Pues encima, al que me hace burla, después de que estuviera con el Chani dando vueltas en un rastrojo, sin un mal matojo ni una paja, buscando una pieza, le di una buena lección.
Yo andaba un poco despistado. La verdad es que me estoy quedando sordo, de un lado sobre todo (y en ocasiones me lo hago también un poco del otro. Cuando estoy cansado oigo bastante menos, por ejemplo), y andaba a lo mío por una costera mientras el Chani se desgañitaba llamándome. Al final lo vi, más que lo oí, haciendo aspavientos, que tampoco es que vea ya como antes, pero en ello ando todavía algo mejor y bajé hacia ellos. ¡Y serían tontos! Tenían la perdiz en los mismos pies y ni la olían. Y es que los hombres ver aún ven, que para eso miran desde sus alturas, pero oler, y dicho sin metáforas, es que no huelen ni una mierda. Dan pena. El imitador la estaba pisando y nada, tapada solo un poquillo por unas pajas del rastrojo. Si no llego a bajar, allí se queda. Se la dejé al Chani al lado y no dejé ni que me acariciara. Me marché costera arriba otra vez. He sido, lo reconozco, siempre un poco mío, un poco cabezón y un algo independiente.
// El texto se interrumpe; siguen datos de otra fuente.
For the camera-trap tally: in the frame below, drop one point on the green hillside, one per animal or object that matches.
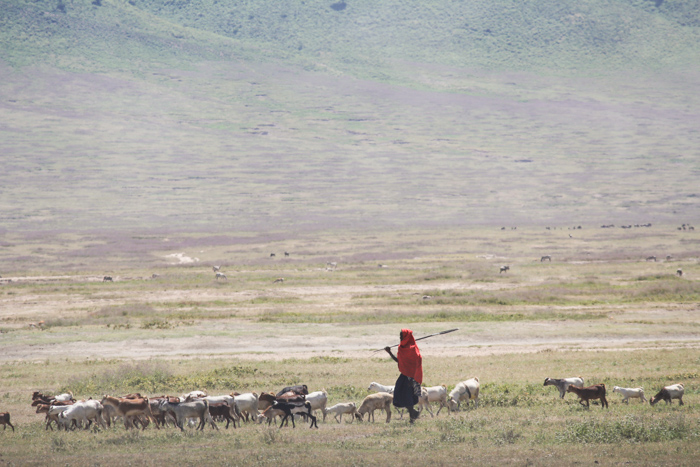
(209, 115)
(358, 36)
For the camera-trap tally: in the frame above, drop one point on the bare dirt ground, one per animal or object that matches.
(249, 339)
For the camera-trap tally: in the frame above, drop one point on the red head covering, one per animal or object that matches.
(410, 360)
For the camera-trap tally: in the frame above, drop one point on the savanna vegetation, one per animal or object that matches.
(419, 146)
(623, 321)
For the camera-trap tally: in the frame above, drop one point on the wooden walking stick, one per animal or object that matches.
(424, 337)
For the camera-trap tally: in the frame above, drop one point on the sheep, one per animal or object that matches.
(563, 384)
(627, 393)
(674, 391)
(65, 397)
(5, 420)
(378, 401)
(83, 411)
(377, 387)
(339, 409)
(433, 394)
(596, 391)
(247, 404)
(318, 401)
(464, 391)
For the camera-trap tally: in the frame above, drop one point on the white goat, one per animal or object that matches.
(318, 401)
(377, 387)
(464, 391)
(433, 394)
(248, 404)
(66, 397)
(668, 393)
(564, 383)
(378, 401)
(83, 411)
(628, 393)
(339, 409)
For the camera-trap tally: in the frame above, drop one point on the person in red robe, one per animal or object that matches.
(407, 388)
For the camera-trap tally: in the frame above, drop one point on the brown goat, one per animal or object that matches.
(5, 420)
(596, 391)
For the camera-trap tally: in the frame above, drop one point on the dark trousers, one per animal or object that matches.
(406, 392)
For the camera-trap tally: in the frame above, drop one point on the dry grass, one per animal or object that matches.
(619, 321)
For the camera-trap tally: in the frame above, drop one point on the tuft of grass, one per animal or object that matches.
(629, 429)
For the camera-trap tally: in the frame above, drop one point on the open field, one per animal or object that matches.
(598, 310)
(401, 153)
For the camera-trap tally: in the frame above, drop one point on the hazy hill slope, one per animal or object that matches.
(198, 115)
(358, 36)
(512, 34)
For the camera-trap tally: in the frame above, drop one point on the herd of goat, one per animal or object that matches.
(199, 409)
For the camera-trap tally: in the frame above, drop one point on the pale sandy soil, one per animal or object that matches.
(670, 327)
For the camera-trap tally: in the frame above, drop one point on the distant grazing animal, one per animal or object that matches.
(290, 409)
(464, 391)
(378, 401)
(591, 392)
(83, 412)
(563, 384)
(300, 389)
(5, 420)
(433, 394)
(186, 410)
(343, 408)
(247, 404)
(630, 393)
(130, 409)
(596, 391)
(674, 391)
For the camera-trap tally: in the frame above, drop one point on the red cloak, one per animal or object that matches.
(410, 360)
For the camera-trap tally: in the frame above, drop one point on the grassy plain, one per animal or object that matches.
(598, 310)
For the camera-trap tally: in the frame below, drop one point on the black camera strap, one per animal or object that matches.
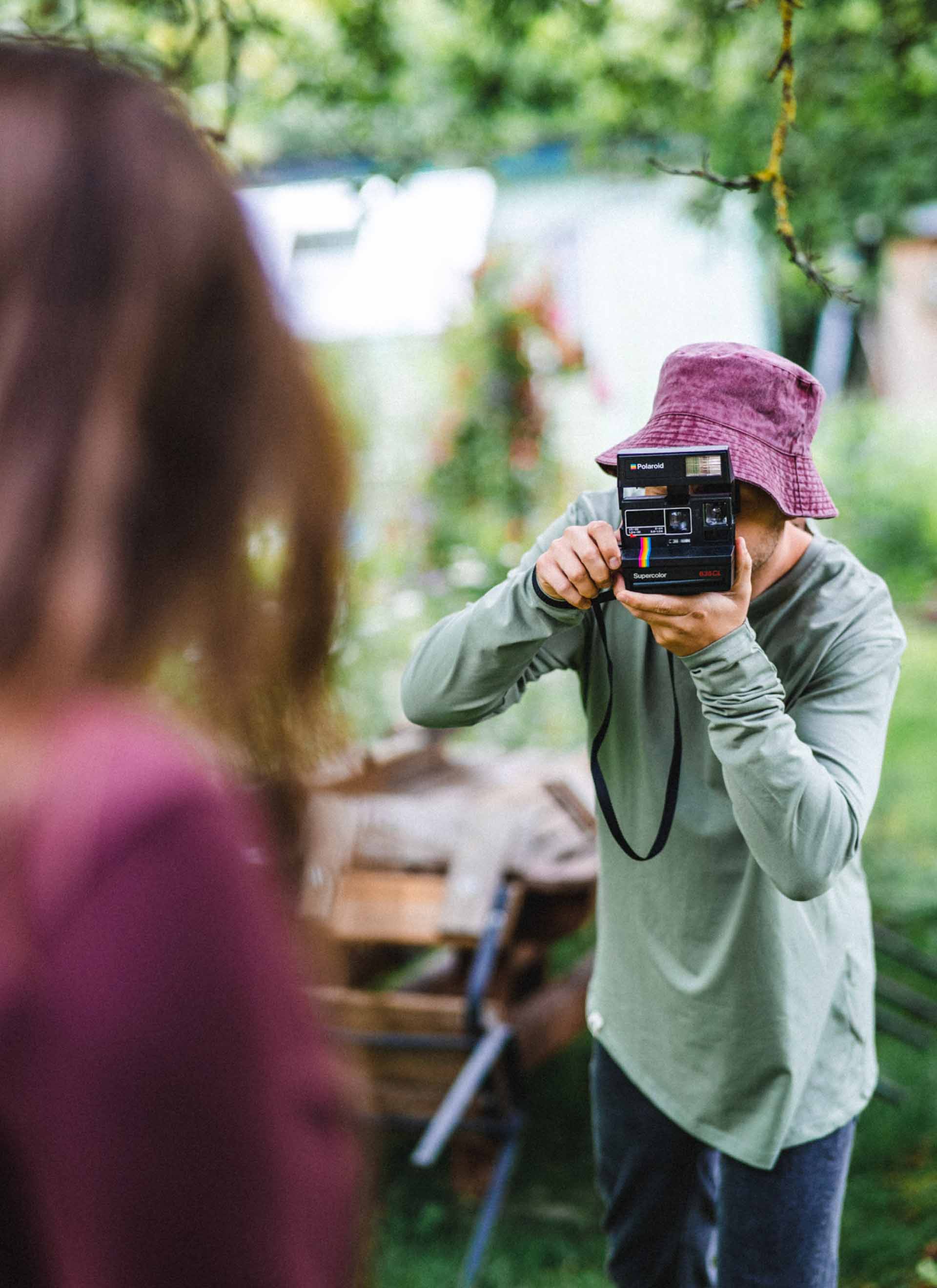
(673, 780)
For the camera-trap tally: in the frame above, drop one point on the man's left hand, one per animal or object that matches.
(685, 624)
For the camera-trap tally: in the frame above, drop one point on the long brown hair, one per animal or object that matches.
(152, 410)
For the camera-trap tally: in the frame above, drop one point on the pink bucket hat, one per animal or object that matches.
(763, 407)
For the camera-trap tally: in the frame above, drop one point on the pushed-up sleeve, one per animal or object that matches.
(477, 663)
(802, 782)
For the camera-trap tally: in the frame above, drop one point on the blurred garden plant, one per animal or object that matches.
(494, 470)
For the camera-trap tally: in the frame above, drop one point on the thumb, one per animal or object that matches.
(743, 576)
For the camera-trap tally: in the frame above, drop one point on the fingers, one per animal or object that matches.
(579, 564)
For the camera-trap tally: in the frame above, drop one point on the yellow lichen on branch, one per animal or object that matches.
(774, 170)
(773, 173)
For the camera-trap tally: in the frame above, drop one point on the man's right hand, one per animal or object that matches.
(578, 566)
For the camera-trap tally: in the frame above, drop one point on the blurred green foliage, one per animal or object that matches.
(462, 81)
(495, 481)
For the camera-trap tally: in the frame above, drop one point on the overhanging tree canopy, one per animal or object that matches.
(407, 83)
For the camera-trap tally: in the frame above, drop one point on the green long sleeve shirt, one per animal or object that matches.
(735, 971)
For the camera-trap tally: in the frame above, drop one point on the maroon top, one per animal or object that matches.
(168, 1111)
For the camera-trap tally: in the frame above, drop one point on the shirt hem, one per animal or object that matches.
(726, 1142)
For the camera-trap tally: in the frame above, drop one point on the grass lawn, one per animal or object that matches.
(550, 1230)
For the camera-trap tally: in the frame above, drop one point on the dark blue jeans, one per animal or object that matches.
(677, 1211)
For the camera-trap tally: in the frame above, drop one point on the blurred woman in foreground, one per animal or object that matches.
(168, 1114)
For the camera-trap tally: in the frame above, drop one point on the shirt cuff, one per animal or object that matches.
(731, 666)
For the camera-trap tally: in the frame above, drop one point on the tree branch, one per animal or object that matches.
(773, 174)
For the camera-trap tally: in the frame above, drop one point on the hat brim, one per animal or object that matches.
(791, 480)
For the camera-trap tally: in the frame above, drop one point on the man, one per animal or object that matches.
(733, 995)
Me fui como haciendo que estaba fresco y trotador, pero no podía con el alma y empecé a temer que esa podía ser la última vez que me llevaba de caza. Lo de perder el resuello en la cuestecilla lo tenía en vilo y yo lo sabía.
Mis temores se confirmaron al domingo siguiente. Porque sé que se fue a cazar lo nuestro porque llevaba el chaleco, la escopeta y el morral —que distingo bien del rifle y otros achiperres y ya tengo muy sabido que entonces no me toca—. ¡Y no me llevó con él! A la vuelta, bien lo barruntaba yo, no traía olor a jabalí, ni a venado ni a corzo en las botas. Olía a perdiz y hasta sabría decir de dónde. De su pueblo, de Bujalaro, que no se me despintan a mí aquellos olores de sus pantalones; olía a tomillo y a romero y a espliego de esas alcarrias altas donde comencé a cazar cuando era un cachorrillo. Se creerá que no me acuerdo.
Pero no llevaba las piezas encima ni estaban en el morral. Lo que había hecho era ponerlas escondidas entre las plantas del jardín para que yo las cobrara y las metiera en casa. Porque ha sido una costumbre de siempre. Cuando llegamos de cazar, él deja una pieza y yo la cojo y la llevo muy orgullosamente, tras remolonear un rato, claro, a Mari. Y quiso el Chani que lo siguiera haciendo. Me dijo: «¡Busca! ¡Muerta!». Y a escape di con una y luego con la otra en el jardín, aunque la segunda la había puesto encima de una maceta muy alta. ¡A mí me la va a dar!
Pero con todo no se me iba la tristeza de que ya no contara conmigo. En casa estaba bien y a gusto, no lo voy a negar, pero no salir al campo es no tener vida para un perro de caza.